Ortaklığın Giderilmesi Davası Nedir?

Miras bırakanın ölümü üzerine kanuni ve atanmış mirasçılar kendi aralarında anlaşarak terekeyi paylaşabilirler. Mirasçılar terekenin paylaşımı üzerinde anlaşmaya varamazlarsa, kendi aralarında anlaşmaya yanaşmamaları veya anlaşma ile mirası paylaşmak istememeleri halinde ise mirasçılardan biri tarafından “ortaklığın giderilmesi davası” açılması suretiyle sulh hukuk mahkemesinden mirasın paylaşılmasını talep edebilir. Miras paylaşımı davası açmak için bir süre yoktur. Mirasın paylaşılması konusunda tüm mirasçılar anlaşamazlarsa her mirasçı paylaşmanın mahkeme eli ile yapılması için Miras paylaşımı davası açabilir. Ortaklığın giderilmesi davasının diğer adı miras paylaşma davasıdır.

Miras paylaşımı davası tereke unsurlarının niteliklerine, bulundukları yere ve değerlerine bakılmaksızın mirasın açıldığı yer yani miras bırakanın son yerleşim yerinin bulunduğu sulh mahkemesinde açılır. Yani miras paylaşımı davasında yetkili mahkeme burasıdır. Paylaşma davasında tüm mirasçılar davalı olarak gösterilecektir. Tüm mirasçılara tebligat çıkarılır. Miras paylaşımı davasında hakim, üzerinde el birliği ile hak sahipliği bulunan tereke unsurlarını mirasçıların paylarına göre gruplara ayırarak bunlar üzerinde tek başına hak sahibi olacak şekilde her bir mirasçıya tahsis eder. Terekenin mevcudu her bir mirasçıya aynen mal vermeye uygun değilse, mirasçıların anlaşamaması halinde hakim malları sattırarak bedelini mirasçılara payı oranında paylaştırır.

Ortaklığın Giderilmesi Davasında Görevli Mahkeme Neresidir?

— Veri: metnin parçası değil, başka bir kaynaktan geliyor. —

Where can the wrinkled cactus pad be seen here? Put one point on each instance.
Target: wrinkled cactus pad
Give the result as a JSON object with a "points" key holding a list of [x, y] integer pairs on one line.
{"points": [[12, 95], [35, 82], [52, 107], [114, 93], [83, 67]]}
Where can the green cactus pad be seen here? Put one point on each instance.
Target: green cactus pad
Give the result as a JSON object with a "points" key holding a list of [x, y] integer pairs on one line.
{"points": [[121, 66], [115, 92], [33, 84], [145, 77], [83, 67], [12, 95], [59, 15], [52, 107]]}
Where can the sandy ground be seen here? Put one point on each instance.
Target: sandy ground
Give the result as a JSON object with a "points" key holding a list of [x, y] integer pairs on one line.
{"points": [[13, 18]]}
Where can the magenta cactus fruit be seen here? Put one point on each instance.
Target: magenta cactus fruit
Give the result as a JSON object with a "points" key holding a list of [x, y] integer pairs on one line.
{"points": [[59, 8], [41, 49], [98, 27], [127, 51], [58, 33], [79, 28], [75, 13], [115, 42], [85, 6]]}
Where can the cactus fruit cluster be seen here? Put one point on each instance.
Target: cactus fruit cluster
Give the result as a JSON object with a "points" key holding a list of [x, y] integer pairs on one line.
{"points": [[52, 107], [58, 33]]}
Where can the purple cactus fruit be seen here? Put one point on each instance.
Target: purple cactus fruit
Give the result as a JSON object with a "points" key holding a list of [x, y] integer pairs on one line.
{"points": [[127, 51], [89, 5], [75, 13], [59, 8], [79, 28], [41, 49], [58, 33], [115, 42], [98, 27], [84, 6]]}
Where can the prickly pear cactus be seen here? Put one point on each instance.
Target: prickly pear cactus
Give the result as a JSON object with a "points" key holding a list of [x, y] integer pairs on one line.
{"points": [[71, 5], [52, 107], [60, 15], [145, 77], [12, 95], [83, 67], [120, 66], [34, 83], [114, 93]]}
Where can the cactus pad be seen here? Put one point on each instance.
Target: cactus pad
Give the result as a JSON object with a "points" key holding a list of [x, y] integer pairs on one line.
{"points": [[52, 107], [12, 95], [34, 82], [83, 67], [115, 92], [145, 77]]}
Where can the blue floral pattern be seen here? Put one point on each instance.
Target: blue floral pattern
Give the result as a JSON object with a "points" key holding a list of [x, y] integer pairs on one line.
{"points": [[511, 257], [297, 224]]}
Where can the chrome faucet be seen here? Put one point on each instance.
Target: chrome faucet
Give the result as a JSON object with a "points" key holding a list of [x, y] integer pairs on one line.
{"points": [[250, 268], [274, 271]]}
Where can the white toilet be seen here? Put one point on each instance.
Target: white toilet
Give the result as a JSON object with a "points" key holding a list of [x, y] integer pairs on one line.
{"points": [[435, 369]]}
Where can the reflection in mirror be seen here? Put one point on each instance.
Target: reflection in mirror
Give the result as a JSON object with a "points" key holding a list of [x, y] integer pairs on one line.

6100 sayılı Hukuk Muhakemeleri Kanununda ortaklığın giderilmesi davasında görevli mahkemeye dair düzenleme yapılmıştır.  Hukuk Muhakemeleri Kanunu 4. Maddesi hükmüne göre sulh hukuk mahkemeleri, dava konusunun değer veya tutarına bakılmaksızın;

  • Kiralanan taşınmazların, 9/6/1932 tarihli ve 2004 sayılı İcra ve İflas Kanununa göre ilamsız icra yoluyla tahliyesine ilişkin hükümler ayrık olmak üzere, kira ilişkisinden doğan alacak davaları da dâhil olmak üzere tüm uyuşmazlıkları konu alan davalar ile bu davalara karşı açılan davaları,
  • Taşınır ve taşınmaz mal veya hakkın paylaştırılmasına ve ortaklığın giderilmesine ilişkin davaları,
  • Taşınır ve taşınmaz mallarda, sadece zilyetliğin korunmasına yönelik olan davaları,
  • Bu Kanun ile diğer kanunların, sulh hukuk mahkemesi veya sulh hukuk hâkimini görevlendirdiği davaları görürler. HMK hükümlerine göre de ortaklığın giderilmesi davalarında görevli mahkeme sulh hukuk mahkemeleri olmaktadır.

Ortaklığın Giderilmesi Davasında Yetkili Mahkeme Neresidir?

Yetkili mahkeme, dava konusu taşınmazın bulunduğu yer mahkemesidir. Buradaki yer kavramından amaç, taşınmazın fiilen bulunduğu yer sulh hukuk mahkemesidir. Birden fazla taşınmaz dava konusu ise bunlardan birinin bulunduğu yer mahkemesi yetkilidir. (HMK. madde 12)Taşınır mallara ilişkin olarak açılacak davalarda ise yetkili mahkeme; HMK’nin 6. maddesi hükmü uyarınca; davalının, dava açıldığı tarihteki yerleşim yeri mahkemesidir.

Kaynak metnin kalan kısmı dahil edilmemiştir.